John haussa un sourcil, interloqué "Song ?" Quelque part au fond de son esprit, d'antiques rouages commençaient à grincer. Certaines coïncidences toquaient aux portes de sa mémoire, sans qu'il arrive à poser le doigt dessus. Ça restait encore flou, mais il y avait quelque chose qui le titillait, comme un caillou dans sa chaussure.
Mais la voix chaude de Melody lui répondait déjà, ne lui laissant pas le temps de s'appesantir sur le sentiment.
"Oh, vous savez, c'est un jeu de mot un peu idiot avec mon prénom. Il pense que Song est un surnom amusant pour Melody"

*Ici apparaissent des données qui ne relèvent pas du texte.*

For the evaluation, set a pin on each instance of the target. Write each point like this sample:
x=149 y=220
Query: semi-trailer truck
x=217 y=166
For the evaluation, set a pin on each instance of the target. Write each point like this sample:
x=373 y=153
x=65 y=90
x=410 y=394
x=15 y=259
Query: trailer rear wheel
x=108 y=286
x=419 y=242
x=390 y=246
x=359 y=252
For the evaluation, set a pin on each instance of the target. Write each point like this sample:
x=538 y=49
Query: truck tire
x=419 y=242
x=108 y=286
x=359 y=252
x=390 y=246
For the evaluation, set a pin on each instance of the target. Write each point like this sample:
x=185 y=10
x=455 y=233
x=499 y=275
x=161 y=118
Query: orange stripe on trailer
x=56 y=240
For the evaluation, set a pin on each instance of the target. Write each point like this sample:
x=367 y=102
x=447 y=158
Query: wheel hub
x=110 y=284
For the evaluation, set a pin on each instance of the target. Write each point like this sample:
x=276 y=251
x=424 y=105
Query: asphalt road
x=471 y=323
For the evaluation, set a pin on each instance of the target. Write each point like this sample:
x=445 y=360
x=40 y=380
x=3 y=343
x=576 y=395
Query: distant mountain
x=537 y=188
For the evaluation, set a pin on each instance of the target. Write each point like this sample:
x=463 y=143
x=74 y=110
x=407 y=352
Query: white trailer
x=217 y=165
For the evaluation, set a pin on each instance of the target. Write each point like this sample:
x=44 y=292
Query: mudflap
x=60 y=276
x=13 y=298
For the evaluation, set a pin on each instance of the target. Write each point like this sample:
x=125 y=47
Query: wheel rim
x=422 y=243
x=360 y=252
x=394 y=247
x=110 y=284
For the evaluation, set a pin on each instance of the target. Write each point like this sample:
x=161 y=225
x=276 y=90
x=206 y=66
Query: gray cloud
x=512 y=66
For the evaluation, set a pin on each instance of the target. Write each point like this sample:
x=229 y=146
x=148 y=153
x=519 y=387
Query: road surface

Celui qui se considérait comme la copie du dixième Docteur cilla. Mais le temps de trouver quelque chose à dire – c'était désagréable cette sensation de perdre ses mots, avec elle – elle lui avait déjà fait un signe de la main et était partie rejoindre le bellâtre. Bellâtre au cou duquel elle se jeta, l'embrassant follement.
John ne savait pas pourquoi il ressentit un drôle de sentiment de malaise. Un pincement au cœur (son unique cœur) qu'il n'aurait pas du ressentir. C'était décidément une drôle de fille.
Secouant la tête, il reprit sa route vers l'université.